Moto del día: Rover TT 500

Moto del día: Rover TT 500

Ganadora del premio por equipos en el TT Senior de 1913, fue la motocicleta más deportiva en la historia de Rover


Tiempo de lectura: 4 min.

En base a su larga historia, Rover es una de esas marcas capaces de dar no pocas sorpresas a la afición por los vehículos históricos. De hecho, lo primero que llama la atención es lo amplio de su catálogo de creaciones. De esta manera, a partir de su fundación en 1896 ha producido desde bicicletas hasta modelos Sport Prototipo impulsados por turbina en Le Mans. Asimismo, también ha creado algunos de los automóviles más estilosos para el diseño británico – véase el P5 Coupe con motor V8 – así como más de 10.000 motocicletas entre 1903 y 1924. En suma, a pesar de que algunos aficionados sólo se hayan quedado con la época en la que Rover funcionó en sintonía con Honda, lo cierto es que estamos hablando de una respetable e histórica marca.

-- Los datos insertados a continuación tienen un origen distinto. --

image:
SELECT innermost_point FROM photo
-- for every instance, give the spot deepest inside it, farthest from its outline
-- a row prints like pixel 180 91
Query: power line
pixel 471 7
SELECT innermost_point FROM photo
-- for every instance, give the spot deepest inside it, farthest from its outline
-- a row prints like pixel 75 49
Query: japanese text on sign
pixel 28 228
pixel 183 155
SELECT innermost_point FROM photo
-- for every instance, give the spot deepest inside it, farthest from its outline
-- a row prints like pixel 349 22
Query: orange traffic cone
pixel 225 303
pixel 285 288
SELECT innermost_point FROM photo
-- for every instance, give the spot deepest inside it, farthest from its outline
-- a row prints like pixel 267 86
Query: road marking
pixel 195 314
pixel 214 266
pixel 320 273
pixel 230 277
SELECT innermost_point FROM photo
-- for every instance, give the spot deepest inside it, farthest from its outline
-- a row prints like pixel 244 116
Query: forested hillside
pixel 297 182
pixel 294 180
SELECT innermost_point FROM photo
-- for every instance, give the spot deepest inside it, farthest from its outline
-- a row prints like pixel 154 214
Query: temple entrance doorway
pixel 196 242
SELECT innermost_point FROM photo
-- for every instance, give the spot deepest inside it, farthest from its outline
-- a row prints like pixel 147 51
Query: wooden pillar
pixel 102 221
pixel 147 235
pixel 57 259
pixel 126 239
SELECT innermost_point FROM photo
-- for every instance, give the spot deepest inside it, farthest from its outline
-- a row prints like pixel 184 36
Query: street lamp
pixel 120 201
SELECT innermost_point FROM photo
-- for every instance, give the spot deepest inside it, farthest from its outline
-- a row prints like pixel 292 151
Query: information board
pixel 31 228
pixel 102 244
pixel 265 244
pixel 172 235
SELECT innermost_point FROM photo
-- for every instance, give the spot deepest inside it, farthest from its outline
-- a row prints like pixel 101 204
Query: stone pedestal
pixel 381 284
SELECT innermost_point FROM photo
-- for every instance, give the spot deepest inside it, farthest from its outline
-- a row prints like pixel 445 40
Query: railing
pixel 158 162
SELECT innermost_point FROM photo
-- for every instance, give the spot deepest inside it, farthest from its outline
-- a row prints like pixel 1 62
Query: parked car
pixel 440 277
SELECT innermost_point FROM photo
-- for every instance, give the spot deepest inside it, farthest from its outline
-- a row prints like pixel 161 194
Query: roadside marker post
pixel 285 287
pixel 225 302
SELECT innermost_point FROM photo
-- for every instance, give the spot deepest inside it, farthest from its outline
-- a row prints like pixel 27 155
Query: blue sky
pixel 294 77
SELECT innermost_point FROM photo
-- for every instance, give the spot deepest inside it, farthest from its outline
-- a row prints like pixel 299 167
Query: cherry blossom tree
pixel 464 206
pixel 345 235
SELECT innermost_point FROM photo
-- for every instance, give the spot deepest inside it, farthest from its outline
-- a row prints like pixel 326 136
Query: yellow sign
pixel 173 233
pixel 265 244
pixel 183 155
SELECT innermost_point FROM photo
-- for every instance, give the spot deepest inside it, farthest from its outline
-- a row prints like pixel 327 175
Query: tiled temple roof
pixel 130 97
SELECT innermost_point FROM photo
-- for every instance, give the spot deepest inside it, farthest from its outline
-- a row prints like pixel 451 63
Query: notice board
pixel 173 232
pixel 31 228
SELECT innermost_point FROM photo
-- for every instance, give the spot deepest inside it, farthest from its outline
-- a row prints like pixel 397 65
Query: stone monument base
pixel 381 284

Peo vayamos a los comienzos del siglo XX. Una época en la que las barreras entre el ciclismo y el motociclismo seguían resultado más o menos difusas. De hecho, muchas marcas basaban su apuesta comercial en incorporar motores sobre bastidores de bicicleta. No obstante, poco a poco el diseño de los chasis motorizados fue haciéndose cada vez más específico, abriéndose todo un nuevo campo de negocio en el cual la movilidad a pedales quedaba ya muy lejos. De esta manera, en 1902 Rover realizó los primeros ensayos enfocados a pasar de las bicicletas a las motocicletas.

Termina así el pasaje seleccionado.